In the past, data collection, storing and analyzing methods were expensive and time consuming: in the year 2000, digital information was just one-quarter of the world’s stored information. Now we can easily capture and store ever-growing amounts of data: today, only 1% of all the stored information is non-digital, since the digital data is growing exponentially.
But behind the Big Data hype, there’s also Big Unawareness of statistical sciences:
- Big data may allow to cheat and work backward (data->analysis->conclusions from correlations), but correlation does not imply causation and the traditional scientific method is not to be forgotten. The same statistical error may be made on a grander scale.
- Statistical models and scientific understanding are yet needed, since more data brings more spurious patterns that obscure a constant number of the genuine insights: the signal to noise ratio quickly drops to zero without careful analysis. The mind frame of the researcher is as important as always: the only answers to be found are the ones that the researcher is looking for.
- More data doesn’t always mean more accuracy: the bigger the data set, the more likely it is to have errors and the higher the number of false positives inferred.

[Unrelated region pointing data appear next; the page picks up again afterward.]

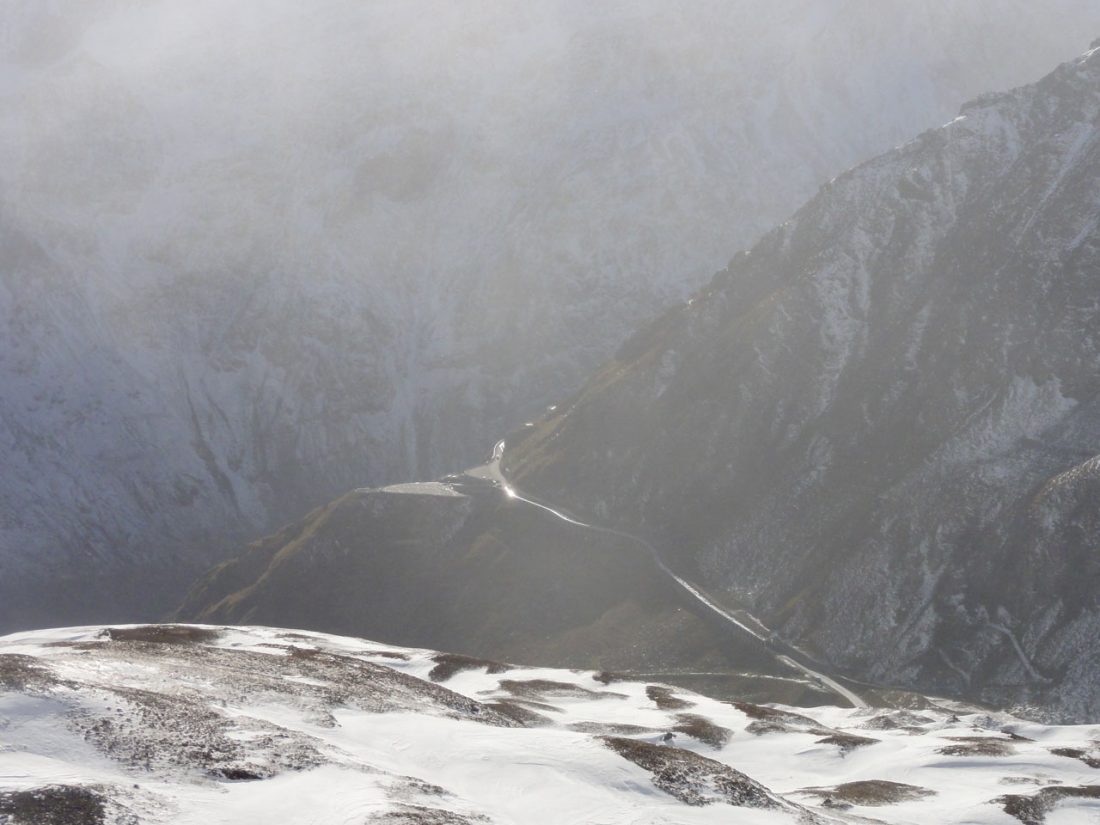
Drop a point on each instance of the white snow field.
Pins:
(197, 724)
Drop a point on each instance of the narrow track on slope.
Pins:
(743, 620)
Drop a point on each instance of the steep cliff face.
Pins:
(880, 426)
(255, 255)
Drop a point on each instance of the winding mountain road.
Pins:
(743, 620)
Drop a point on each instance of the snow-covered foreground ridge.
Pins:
(199, 724)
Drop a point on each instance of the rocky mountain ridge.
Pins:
(255, 255)
(877, 429)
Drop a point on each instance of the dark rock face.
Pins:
(220, 308)
(880, 427)
(476, 573)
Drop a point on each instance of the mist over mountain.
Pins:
(876, 430)
(255, 254)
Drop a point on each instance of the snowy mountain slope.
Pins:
(146, 724)
(878, 427)
(253, 255)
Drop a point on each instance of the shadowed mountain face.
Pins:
(254, 254)
(878, 428)
(465, 565)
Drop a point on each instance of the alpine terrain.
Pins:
(196, 724)
(255, 254)
(869, 447)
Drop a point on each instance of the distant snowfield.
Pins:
(190, 724)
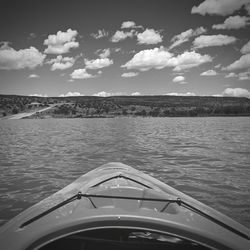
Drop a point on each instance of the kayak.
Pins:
(118, 207)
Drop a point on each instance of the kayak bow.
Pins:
(118, 207)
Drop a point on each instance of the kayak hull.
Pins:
(147, 210)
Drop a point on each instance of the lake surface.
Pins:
(207, 158)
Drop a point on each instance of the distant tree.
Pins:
(124, 112)
(15, 110)
(132, 108)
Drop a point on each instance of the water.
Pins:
(207, 158)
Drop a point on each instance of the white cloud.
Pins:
(246, 48)
(106, 94)
(179, 79)
(218, 7)
(39, 95)
(121, 35)
(128, 24)
(185, 36)
(62, 42)
(210, 72)
(181, 94)
(149, 36)
(129, 74)
(230, 75)
(244, 76)
(33, 76)
(136, 94)
(105, 53)
(189, 60)
(147, 59)
(19, 59)
(233, 22)
(213, 40)
(61, 63)
(71, 94)
(218, 66)
(236, 92)
(242, 63)
(100, 34)
(98, 63)
(81, 74)
(159, 58)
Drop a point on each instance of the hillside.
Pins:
(92, 106)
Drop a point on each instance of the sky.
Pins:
(115, 47)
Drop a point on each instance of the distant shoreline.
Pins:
(30, 107)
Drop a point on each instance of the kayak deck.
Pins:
(118, 207)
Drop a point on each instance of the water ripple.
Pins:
(207, 158)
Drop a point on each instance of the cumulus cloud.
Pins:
(71, 94)
(61, 42)
(98, 63)
(105, 53)
(218, 7)
(233, 22)
(159, 58)
(39, 95)
(147, 59)
(106, 94)
(210, 72)
(179, 79)
(121, 35)
(128, 24)
(186, 35)
(149, 36)
(33, 76)
(242, 63)
(136, 94)
(244, 76)
(61, 63)
(230, 75)
(213, 40)
(81, 74)
(129, 74)
(236, 92)
(19, 59)
(100, 34)
(189, 59)
(181, 94)
(246, 48)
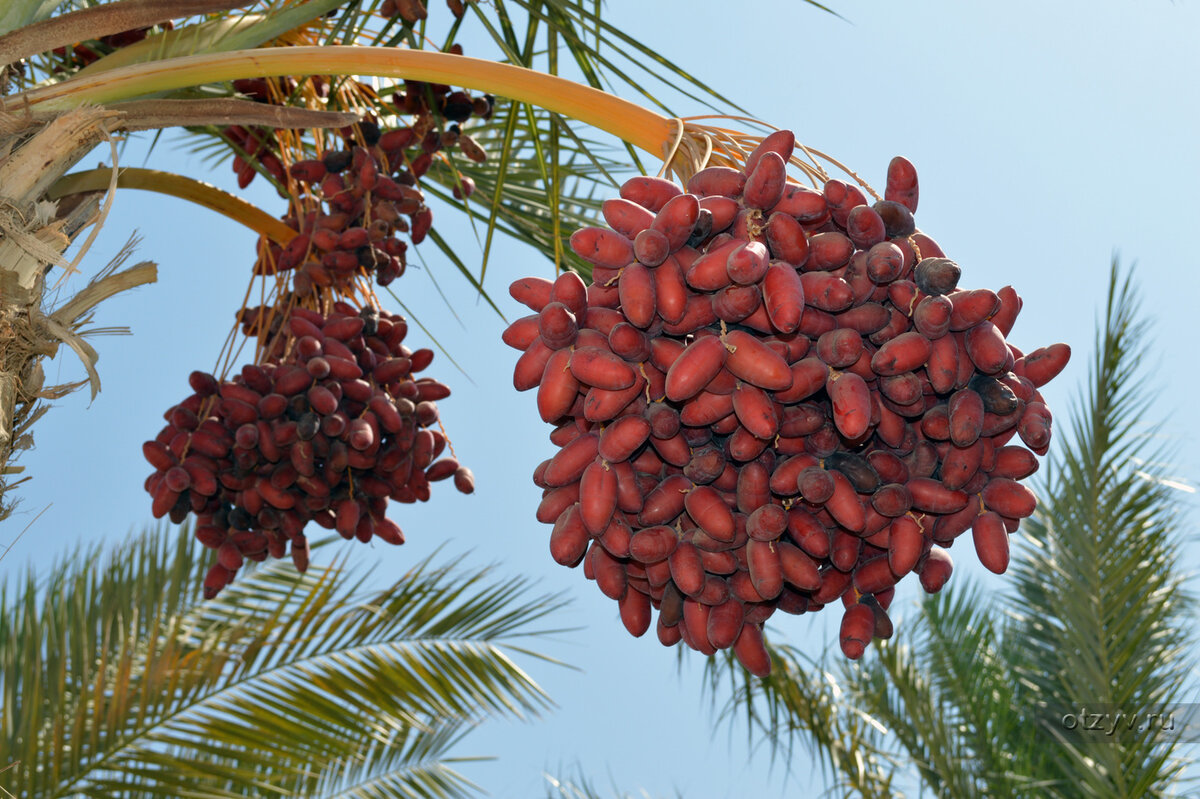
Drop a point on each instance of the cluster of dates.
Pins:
(327, 431)
(360, 202)
(773, 397)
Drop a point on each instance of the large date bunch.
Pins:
(774, 397)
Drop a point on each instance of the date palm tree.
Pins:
(73, 73)
(984, 695)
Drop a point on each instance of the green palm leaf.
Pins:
(117, 682)
(1101, 602)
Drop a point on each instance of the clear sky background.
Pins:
(1048, 137)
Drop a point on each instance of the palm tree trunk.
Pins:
(34, 235)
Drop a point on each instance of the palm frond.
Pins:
(1101, 604)
(115, 679)
(803, 702)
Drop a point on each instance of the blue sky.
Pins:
(1048, 137)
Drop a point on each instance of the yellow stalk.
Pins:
(629, 121)
(165, 182)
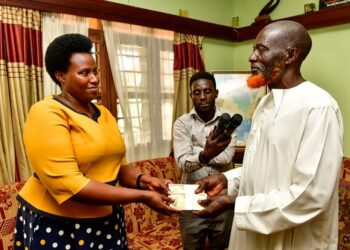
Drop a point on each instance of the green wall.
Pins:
(327, 62)
(326, 65)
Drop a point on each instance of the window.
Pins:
(136, 62)
(135, 67)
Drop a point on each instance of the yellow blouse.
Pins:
(66, 149)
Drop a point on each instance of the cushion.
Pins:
(344, 206)
(8, 212)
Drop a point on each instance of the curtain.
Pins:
(54, 25)
(188, 60)
(20, 85)
(141, 60)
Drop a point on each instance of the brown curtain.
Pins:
(21, 85)
(188, 60)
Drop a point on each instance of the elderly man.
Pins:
(286, 193)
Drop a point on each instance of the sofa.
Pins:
(149, 230)
(146, 229)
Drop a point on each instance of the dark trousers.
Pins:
(195, 231)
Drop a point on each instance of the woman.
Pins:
(78, 155)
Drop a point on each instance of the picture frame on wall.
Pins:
(236, 97)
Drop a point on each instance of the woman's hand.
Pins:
(160, 203)
(155, 184)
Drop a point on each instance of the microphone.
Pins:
(224, 122)
(235, 122)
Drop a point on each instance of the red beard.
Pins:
(259, 80)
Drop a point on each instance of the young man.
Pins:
(288, 184)
(199, 153)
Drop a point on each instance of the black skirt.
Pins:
(36, 231)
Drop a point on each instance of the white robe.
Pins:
(288, 183)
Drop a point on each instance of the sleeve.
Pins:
(233, 177)
(187, 156)
(315, 179)
(50, 152)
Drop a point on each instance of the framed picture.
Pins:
(236, 97)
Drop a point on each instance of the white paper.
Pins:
(184, 196)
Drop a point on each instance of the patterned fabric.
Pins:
(52, 233)
(21, 85)
(8, 210)
(159, 232)
(147, 229)
(344, 207)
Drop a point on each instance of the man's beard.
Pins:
(259, 80)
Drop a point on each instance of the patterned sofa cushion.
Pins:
(8, 211)
(344, 206)
(147, 229)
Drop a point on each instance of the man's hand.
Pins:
(212, 185)
(213, 206)
(160, 203)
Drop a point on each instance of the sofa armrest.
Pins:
(8, 213)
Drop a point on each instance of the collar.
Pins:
(216, 116)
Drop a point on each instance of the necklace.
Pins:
(84, 109)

More data may not cancel out errors and carefully sampled subsets may still outperform.
- Not everything can be captured, the question about what is missing is still there and sampling bias and error must still be considered: sampling bias is more impactful that sampling error, since there always the question of what underlying population has been captured by the data.
In the other words, Big Data does not equal Big Insights: science, deep reasoning and proper inferencing are as necessary as ever, and statisticians are beginning to modify and fine-tune their toolsets: as a remedy, I predict that tools from the Automated Reasoning field will also be increasingly adopted to fight this data avalanche.